Churchill reflected on the incident with clearly mixed emotions later in life, but Meacham paints a definitive picture of a man that lived at the emotional extremes, and bore heavy senses of both guilt and anxiety. It is obvious events subsequent to this uncomfortable situation gave both parties ever reason to believe that it was a matter without consequence. Roosevelt was not a man that shrugged off disloyalty, and though it never becomes clear whether Roosevelt had anticipated the Prime Minister's fib and wanted to let it be known that he ruled everywhere in his vast country.
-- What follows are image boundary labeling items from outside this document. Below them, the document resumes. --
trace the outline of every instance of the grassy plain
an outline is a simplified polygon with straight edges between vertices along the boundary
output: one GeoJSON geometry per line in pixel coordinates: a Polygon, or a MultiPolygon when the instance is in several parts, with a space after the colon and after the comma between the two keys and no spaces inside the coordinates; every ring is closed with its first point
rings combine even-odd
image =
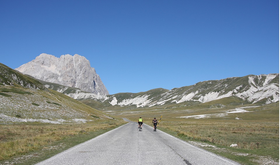
{"type": "Polygon", "coordinates": [[[0,125],[0,164],[34,164],[122,125],[108,119],[81,124],[0,125]]]}
{"type": "Polygon", "coordinates": [[[162,115],[159,129],[194,145],[242,164],[279,164],[279,102],[244,108],[248,106],[128,110],[110,114],[135,121],[141,117],[151,126],[154,117],[159,119],[162,115]],[[248,111],[225,113],[236,109],[248,111]],[[200,118],[178,117],[205,114],[200,118]],[[235,144],[237,147],[230,147],[235,144]]]}

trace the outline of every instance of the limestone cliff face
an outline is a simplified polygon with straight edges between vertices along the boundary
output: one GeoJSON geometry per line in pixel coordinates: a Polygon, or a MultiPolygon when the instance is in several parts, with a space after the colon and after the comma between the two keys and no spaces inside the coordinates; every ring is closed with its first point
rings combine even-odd
{"type": "Polygon", "coordinates": [[[75,87],[99,95],[109,94],[89,61],[78,54],[62,55],[58,58],[41,54],[35,60],[15,69],[35,78],[75,87]]]}

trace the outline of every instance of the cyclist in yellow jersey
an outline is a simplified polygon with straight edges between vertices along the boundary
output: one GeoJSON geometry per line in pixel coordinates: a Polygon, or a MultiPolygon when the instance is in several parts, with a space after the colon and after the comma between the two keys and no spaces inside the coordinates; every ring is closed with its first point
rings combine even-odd
{"type": "MultiPolygon", "coordinates": [[[[143,124],[144,123],[143,122],[143,119],[142,119],[142,118],[139,118],[139,119],[138,120],[138,128],[140,128],[140,123],[141,123],[141,124],[143,124]]],[[[142,129],[142,125],[141,125],[141,129],[142,129]]]]}

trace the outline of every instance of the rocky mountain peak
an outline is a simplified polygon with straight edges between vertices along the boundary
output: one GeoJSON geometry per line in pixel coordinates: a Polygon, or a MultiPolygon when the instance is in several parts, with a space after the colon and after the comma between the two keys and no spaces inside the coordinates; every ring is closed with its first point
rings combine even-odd
{"type": "Polygon", "coordinates": [[[109,94],[89,61],[77,54],[62,55],[58,58],[43,53],[15,69],[43,81],[77,88],[98,95],[109,94]]]}

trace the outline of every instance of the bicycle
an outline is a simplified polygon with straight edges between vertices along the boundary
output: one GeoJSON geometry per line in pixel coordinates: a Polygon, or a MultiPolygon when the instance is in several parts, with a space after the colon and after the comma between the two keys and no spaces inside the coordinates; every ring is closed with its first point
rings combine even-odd
{"type": "Polygon", "coordinates": [[[139,123],[139,131],[141,131],[141,129],[142,129],[142,123],[139,123]]]}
If the Speaker wishes to do as she wishes when abroad, and is so irresponsible that she is even considering a photo-op with Bashir Assad in Syria. We should really encourage her to go to Tehran and get intimate with that hostage-crazy President of that misguided government. Clearly the Speaker truly doesn't understand anything about anything, other than maybe a cue-card and the Peace Sign. WARNING NANCY PELOSI!! You are headed for your aircraft carrier moment less than a semester into your first session as the most powerful legislator in the world. If you meet publicly with Assad, you will wake up with a terrible headache from all of the hokka smoke and realize that you messed up really bad, because the only message tomorrow's headlines are going to provoke in voters minds of swing voters and is "mission completely hopeless, lets have cake and tea with Assad and find out what he thinks we can do to further marginalize the President."

Bush would be doing you a favor Nancy if he refused to allow your military aircraft to take you to Syria. He is such a wimp that he may do that because it is gentlemanly and polite, and because he has truly genuine regard for the United States government and would never want the Speaker of the House to embarrass herself in such a way, during her finest hour.